Apple Sues Canadian Man for Blocking ‘Live Photos’ Trademark Registration

Apple Inc. filed a lawsuit against Cang Gao on Monday, in an attempt to overturn his thus-far successful efforts to stop Apple’s proposed “Live Photos” mark from registration. The Eastern District of Virginia complaint explained that the mark has been registered in 120 jurisdictions, including every English-speaking one, except Canada and the United States due to Gao’s oppositions.

Apple stated that the mark it wishes to register is used “in connection with software that allows consumers to record and capture a still image along with a snippet of a video (with sound) made one and a half seconds before and after the still image photograph.” This allows consumers to create a moving picture or image. The company claims that the term “live photos” is neither generally applicable nor descriptive, instead it connotes the “celebrated product feature” introduced nearly six years ago.

Apple reportedly applied to register the mark in January 2016 with the U.S. Patent and Trademark Office (PTO). Cao opposed on the basis that the mark is “generic and/or descriptive and that Cao would be ‘damaged’ by its registration.” This June, the Trademark Trial and Appeal Board (TTAB) sustained Cao’s opposition after finding that the term was “generic, descriptive, and had not acquired distinctiveness.”

In this week’s complaint, Apple criticized the TTAB’s decision, saying that it was based on flawed evidence and ignorant of the fact that Cao bore the burden of proof.

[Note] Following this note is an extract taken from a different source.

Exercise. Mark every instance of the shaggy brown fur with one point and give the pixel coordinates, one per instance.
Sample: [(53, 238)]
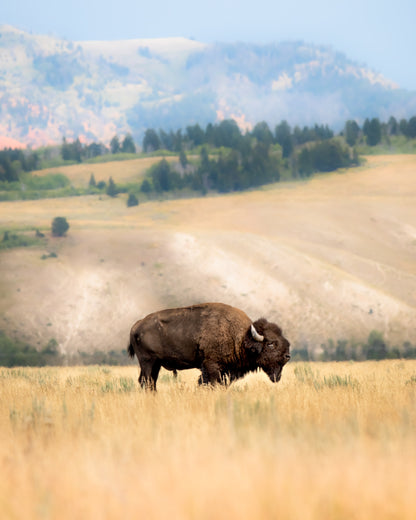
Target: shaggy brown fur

The tech giant argued that the term is a descriptive trademark, Apple has acquired “secondary meaning,” in the mark, and that an “interloper like Cao” lacks standing to challenge Apple’s application as he has neither ever used the mark at issue nor offers a competing product.

On policy grounds, Apple claimed that “consumers could end up being confused as to the source, sponsorship or affiliation of such a non-Apple product using the name ‘Live Photos’ and mistakenly believe such a product is offered or licensed by or associated with Apple, when it is not.” Apple described this scenario as the type of consumer deception issue the trademark law aims to avoid.

Thus, Apple asked the court to issue an order reversing the TTAB’s decision and requiring the PTO to issue a certificate of registration for the mark. The plaintiff also requested an award of attorneys’ fees and costs, among other things.

Apple is represented by Blankingship & Keith PC and Kirkland & Ellis LLP.